As Gary Larson, a premier expert on hell, once drew, hell is divided into a series of rooms. Some of these rooms are dedicated to symphony conductors, some are dedicated to terrorists, and some are dedicated to people who drive too slow in the fast lane. However, few are familiar with the following areas of hell, which are reserved for people who:
  • Leave erasure shavings on desks. Sometimes I find desks that are blanketed in old erasure shavings. Yes, you are all going to hell.
  • Steal bike lights from innocent bikes ridden by innocent people who will kill and torture your corpse should they find you.
  • Hurt the curve by scoring high on tests.
  • Design a bike path that careens headlong into concrete barrier, causing my bike to sustain damage while throwing me across the pitch black concrete plateau, and please oh please I hope nobody saw and/or videotaped that.
  • Come to class smelling putrid, and intentionally sit close to me.
  • Leave kimchi out in the fridge, ensuring its smell will leach onto the entire house and all its occupants.
  • Go slow on the freeway until you attempt to pass them, at which point they speed up like the road runner.
  • Drive in your blind spot.
  • Have loud phone conversations in public places.
  • Incessantly use buzzwords like strategic, paradigm, any position with reference to a box, let's take this offline**, and my personal most hated buzzphrase of all time--oh, this is so painful to write--low-hanging fruit***. GAHHHHHHHHH.
  • Cut me with their upward-facing knives in the dishwasher.
  • Pee on toilet seats.
  • Clip their toenails or fingernails on the carpet. Undeniably gross. You shall endure endless burning for that.
Hell is also a fun pseudo-pswear word. Unless it actually is a swear word, which thing I have never tried to figure out, as that knowledge would deter me from using it in my daily life, which use has many beneficial effects on my person. And some detrimental effects on others, whose general course in eternity (or the course I desire them to take) has been bluntly made known to them by me.

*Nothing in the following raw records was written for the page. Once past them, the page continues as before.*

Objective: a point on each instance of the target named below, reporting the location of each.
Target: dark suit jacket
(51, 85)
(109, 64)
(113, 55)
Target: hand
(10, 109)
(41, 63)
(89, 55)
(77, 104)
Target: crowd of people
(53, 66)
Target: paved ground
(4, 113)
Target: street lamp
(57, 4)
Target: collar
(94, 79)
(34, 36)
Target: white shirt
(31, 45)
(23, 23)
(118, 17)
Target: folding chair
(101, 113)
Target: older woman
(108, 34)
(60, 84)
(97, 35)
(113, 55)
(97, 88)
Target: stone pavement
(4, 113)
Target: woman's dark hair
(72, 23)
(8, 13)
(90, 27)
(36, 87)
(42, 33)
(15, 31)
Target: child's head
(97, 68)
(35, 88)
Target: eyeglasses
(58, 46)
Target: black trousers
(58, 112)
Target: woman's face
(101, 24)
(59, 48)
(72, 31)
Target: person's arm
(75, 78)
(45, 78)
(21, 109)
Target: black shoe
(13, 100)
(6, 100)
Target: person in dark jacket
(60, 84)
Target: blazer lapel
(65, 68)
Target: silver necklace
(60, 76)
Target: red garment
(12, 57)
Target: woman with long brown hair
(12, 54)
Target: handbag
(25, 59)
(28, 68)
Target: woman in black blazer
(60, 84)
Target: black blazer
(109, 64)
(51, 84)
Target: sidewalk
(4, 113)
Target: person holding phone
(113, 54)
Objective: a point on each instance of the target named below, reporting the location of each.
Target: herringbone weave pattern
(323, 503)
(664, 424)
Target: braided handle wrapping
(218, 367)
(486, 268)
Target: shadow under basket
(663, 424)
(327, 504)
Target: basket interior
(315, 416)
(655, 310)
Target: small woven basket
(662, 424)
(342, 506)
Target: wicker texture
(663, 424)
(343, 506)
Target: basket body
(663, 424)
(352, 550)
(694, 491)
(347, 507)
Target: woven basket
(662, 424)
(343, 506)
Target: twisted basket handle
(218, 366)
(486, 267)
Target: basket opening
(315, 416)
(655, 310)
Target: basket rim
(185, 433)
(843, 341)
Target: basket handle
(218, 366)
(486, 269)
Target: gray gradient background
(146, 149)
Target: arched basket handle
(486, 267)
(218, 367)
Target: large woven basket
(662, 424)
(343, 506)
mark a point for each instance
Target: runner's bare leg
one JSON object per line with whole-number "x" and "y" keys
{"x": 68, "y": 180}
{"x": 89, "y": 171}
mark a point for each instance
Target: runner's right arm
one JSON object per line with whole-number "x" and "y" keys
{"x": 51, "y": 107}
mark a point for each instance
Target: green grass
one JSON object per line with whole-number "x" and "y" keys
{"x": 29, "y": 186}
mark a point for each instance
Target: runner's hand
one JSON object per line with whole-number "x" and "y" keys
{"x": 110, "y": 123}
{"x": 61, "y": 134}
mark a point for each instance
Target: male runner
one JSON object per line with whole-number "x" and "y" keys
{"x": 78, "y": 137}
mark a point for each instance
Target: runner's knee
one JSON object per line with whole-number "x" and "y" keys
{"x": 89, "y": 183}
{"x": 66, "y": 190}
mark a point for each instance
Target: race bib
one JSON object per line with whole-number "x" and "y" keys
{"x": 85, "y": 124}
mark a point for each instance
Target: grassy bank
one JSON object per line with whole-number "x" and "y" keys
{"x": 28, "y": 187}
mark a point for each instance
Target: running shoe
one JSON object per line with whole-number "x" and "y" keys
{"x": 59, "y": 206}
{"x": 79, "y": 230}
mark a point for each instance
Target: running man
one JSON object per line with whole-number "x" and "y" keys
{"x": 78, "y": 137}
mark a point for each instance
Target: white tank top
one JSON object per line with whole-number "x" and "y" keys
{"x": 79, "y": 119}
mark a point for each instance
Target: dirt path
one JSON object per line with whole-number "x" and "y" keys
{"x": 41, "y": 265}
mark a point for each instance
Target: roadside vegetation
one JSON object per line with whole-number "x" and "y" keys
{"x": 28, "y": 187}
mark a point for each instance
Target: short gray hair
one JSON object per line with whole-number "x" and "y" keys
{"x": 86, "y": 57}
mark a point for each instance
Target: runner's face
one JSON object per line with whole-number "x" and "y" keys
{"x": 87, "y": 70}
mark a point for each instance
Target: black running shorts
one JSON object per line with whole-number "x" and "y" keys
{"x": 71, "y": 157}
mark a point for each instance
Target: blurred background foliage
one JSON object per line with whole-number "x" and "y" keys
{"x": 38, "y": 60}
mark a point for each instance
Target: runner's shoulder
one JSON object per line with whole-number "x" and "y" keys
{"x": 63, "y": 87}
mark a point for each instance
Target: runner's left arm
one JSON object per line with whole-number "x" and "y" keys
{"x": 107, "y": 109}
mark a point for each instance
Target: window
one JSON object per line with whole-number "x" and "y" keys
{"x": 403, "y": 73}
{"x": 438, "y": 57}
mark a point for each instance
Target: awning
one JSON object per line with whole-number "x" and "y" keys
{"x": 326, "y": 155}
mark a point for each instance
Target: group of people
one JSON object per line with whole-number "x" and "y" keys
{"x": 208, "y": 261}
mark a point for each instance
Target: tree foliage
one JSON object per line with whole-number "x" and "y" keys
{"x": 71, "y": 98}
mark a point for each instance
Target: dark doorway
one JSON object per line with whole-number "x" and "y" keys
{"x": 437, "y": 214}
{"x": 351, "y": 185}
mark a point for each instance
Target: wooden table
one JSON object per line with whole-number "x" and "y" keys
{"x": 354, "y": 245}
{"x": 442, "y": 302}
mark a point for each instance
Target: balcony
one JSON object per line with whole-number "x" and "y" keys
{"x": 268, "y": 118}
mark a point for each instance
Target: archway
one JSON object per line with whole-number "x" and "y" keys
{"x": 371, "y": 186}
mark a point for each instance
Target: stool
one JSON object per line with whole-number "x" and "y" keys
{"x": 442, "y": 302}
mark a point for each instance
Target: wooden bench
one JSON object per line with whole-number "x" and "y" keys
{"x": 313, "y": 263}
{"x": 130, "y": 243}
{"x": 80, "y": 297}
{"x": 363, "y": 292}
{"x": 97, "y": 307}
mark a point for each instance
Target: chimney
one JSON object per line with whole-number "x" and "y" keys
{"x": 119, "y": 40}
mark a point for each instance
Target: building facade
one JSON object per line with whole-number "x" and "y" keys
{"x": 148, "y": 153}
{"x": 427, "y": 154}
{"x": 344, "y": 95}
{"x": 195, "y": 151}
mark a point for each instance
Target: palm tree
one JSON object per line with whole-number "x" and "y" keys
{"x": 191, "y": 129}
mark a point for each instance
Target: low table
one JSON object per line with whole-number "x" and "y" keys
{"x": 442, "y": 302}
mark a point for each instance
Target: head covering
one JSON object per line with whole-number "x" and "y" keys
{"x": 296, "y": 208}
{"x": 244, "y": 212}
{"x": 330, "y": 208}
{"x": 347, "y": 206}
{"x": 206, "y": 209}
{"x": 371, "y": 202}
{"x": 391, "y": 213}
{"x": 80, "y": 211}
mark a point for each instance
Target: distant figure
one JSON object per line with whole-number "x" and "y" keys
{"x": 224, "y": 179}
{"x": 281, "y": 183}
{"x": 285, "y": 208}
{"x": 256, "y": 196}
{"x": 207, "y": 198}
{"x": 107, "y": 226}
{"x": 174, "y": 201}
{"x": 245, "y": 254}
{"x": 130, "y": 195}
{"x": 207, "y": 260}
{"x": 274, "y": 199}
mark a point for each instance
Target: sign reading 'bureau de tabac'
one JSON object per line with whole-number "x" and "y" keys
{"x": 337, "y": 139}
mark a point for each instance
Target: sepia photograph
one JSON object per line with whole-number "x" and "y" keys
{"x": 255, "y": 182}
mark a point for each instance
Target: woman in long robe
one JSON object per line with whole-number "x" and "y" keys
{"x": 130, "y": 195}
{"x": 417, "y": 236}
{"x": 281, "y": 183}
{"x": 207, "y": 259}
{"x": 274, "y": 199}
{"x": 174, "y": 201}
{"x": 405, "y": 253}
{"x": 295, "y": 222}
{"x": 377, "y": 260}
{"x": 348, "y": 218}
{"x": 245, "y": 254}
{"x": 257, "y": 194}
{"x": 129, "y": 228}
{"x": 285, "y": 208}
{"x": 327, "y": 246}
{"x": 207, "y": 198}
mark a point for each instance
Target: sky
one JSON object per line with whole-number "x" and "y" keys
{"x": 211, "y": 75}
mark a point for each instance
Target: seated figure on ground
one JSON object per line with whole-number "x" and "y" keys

*I'm not actually kidding. I hate Las Vegas with the passion of a thousand fiery suns, and have sworn to never visit that place ever ever again. Ever. I attempted to clue you in to the kiddingness by using the word luv, which has the distinction of also having a special area in hell dedicated to users of said word. The emoticon ;P is borderline.
**You're speaking right now. You're already offline. Telephones are not "online" unless you're ninety.
***Seriously, that was deeply painful. I felt pain. In my fingertips. To my toetips. A wave of revulsion spread across my body. Waaaaiiiit. This must be what the women I ask out feel! Interesting...

Tuesday, March 3, 2009

___ for dummies

As more evidence of the dumbing down of America, bookstores are now replete with books claiming to be guides on subjects for dummies. The saddest thing I've seen in my life was The Internet - for Dummies. Ummmm, seriously folks. I think Curious George is above your reading level if you have to consult a book on the internet for dummies. Please, just leave your brain at the door. You obviously don't use it.

Furthermore, I'd like to cast a social stigma on anyone reading any of those books in that series. Please. What are you saying about yourself? I refuse to even touch one of those books. How embarrassing! What if someone sees you reading it? Heaven forbid.

Therefore, those books are to be avoided at all costs. No matter the subject, no matter how ignorant you are, do not pick up one of those unless you're prepared to face the consequences.

And no, not even Einsten for Dummies is acceptable. Maybe Einstein for the Horrendously Smart and Intelligent. Or Knitting for the Very Talented*. Or Picking Your Nose in Public for Superheroes. Only then.

*Several weeks ago I put on hold the only book at the local library related to knitting, thinking to teach myself how to make hats and be cool like my little skier brother. Ummmm, the book was big and pink and written for five year olds. Not exactly what I had expected. You can't imagine the embarrassment I felt while walking out holding that book. The librarians were looking at me like I was a pedophile or "special". Ugh.